Cronaca

Riscaldamento spento
all’Arces di Viadana:
“Il comune risponda”

Nella foto, Giuseppe Guarino

VIADANA – L’Arces di Viadana, operante nella sede ex scuola materna in Cogozzo, “esprime disappunto e rammarico per la disattivazione del riscaldamento nella propria sede, particolarmente in fase di piena attività già programmata, lasciando  dodici bambini che frequentono il doposcuola completamente al freddo”. Il presidente dell’associazione, Giuseppe Guarino, ha diffuso un comunicato per dimostrare tutto il suo disappunto sulla vicenda.

“Purtroppo – si legge nella nota – si constata che a Viadana tante cose vengono prese ed affrontate dal verso sbagliato. Noi vorremmo che l’amministrazione comunale affrontasse le problematiche socio – culturali offrendo supporto e favorendo le attività di volontariato se davvero le ritenesse utili alla comunità.
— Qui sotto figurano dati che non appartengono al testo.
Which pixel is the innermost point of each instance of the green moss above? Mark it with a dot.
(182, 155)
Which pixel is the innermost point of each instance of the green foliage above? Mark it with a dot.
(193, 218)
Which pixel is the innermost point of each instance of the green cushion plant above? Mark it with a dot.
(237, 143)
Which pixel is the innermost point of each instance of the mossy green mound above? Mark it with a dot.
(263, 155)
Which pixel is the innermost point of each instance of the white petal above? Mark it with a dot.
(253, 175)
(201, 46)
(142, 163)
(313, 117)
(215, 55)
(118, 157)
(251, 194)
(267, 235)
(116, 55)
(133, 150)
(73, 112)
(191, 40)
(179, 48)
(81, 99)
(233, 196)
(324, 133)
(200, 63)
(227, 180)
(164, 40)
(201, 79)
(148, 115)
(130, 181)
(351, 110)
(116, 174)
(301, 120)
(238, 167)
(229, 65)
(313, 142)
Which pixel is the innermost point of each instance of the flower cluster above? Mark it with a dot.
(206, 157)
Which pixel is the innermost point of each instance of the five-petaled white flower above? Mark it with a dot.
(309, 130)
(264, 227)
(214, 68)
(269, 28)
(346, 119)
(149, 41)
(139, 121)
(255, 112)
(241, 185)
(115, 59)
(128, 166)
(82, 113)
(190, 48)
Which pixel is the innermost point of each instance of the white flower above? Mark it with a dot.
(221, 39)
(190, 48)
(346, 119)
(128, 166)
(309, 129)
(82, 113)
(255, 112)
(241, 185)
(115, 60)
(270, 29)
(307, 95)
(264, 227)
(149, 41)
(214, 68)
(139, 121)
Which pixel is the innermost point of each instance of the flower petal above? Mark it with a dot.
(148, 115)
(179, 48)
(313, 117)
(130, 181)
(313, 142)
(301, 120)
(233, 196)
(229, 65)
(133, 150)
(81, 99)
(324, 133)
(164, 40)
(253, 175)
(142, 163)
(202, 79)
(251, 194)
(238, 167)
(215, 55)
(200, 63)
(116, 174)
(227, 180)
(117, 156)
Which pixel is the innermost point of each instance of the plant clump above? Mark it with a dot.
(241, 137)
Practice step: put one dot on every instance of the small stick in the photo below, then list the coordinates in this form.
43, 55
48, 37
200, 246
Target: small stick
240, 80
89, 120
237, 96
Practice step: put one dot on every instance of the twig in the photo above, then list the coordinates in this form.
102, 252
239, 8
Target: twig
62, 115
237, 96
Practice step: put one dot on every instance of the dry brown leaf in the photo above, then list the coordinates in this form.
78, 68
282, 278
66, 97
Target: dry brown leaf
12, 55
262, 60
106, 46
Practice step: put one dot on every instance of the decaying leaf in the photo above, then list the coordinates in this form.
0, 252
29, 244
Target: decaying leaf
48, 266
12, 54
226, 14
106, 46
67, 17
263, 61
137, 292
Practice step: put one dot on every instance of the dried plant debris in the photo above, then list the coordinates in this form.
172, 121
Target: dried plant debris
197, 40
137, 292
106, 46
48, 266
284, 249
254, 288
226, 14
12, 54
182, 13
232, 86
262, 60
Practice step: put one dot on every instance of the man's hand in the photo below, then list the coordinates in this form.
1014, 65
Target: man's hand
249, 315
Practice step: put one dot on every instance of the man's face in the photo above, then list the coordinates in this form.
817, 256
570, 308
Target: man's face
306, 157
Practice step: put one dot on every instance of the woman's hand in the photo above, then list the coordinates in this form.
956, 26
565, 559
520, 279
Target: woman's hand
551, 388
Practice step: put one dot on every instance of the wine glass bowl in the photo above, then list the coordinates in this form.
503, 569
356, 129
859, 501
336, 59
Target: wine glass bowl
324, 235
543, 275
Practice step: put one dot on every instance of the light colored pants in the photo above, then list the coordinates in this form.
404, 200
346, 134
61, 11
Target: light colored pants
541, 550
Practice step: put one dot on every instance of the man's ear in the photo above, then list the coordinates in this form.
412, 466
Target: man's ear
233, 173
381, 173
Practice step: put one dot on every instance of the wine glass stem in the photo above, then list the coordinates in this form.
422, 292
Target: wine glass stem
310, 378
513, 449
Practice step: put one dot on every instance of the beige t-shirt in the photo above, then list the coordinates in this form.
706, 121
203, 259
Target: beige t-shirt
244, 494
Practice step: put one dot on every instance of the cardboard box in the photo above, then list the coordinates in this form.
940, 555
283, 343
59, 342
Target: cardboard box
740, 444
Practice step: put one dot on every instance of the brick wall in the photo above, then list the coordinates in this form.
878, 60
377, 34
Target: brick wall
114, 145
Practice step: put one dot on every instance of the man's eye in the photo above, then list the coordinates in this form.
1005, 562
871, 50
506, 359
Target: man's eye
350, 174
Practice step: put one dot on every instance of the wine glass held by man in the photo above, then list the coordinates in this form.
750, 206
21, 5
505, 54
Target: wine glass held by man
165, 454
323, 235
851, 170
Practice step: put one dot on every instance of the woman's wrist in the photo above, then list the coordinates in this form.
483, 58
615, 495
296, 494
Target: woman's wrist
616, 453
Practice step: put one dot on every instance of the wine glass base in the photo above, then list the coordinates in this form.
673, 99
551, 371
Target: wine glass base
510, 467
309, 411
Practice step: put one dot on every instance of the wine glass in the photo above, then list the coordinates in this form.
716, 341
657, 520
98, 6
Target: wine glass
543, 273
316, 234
Pur comprendendo le difficoltà del comune costretto ad una pesante spending review, non possiamo condividere il modo di chiudere i riscaldamenti dei nostri locali senza alcun preavviso, senza aver cercato prima insieme una soluzione di una situazione ingarbugliata di un locale che ha i riscaldamenti centralizzati. Per riscaldare la nostra associazione, che occupa 80 mq, è necessario dissipare calore in una struttura di cinquecento mq”.

“Sono stati lasciati ormai da tanti giorni 12 bambini al freddo, senza che ci venga spiegato, dopo le ripetute richieste scritte e telefoniche, di come si intende andare avanti. E’ utile alla società la nostra attività di dopo scuola? E’ utile la nostra attività che ha cercato di impegnare circa venti ragazzi in una squadra di calcio, cercando di toglierli dalla  strada? E’ utile la nostra attività di distribuzione dei pacchetti alimentari alle famiglie indigenti? Non erano utili le nostre iniziative di curare concretamente i gemellaggi, affinché non rimanessero solo sulla carta? Abbiamo assistito negli ultimi giorni ai comportamenti sempre più aggressivi di ragazzi  ‘parcheggiati’ in luoghi che si prestano alla diseducazione. Assistiamo giornalmente al disagio sociale e alla rabbia crescente. Se le nostre attività non si ritengono di utilità e se non ci saranno più le condizioni che ci permettono di andare avanti, possiamo anche chiudere, dopo di che ognuno se ne assumerà le proprie responsabilità. Oppure se si ritengomo utili si trovi al più presto insieme una soluzione che riduca i costi del comune ed ottimizzi la logistica per le associazioni”.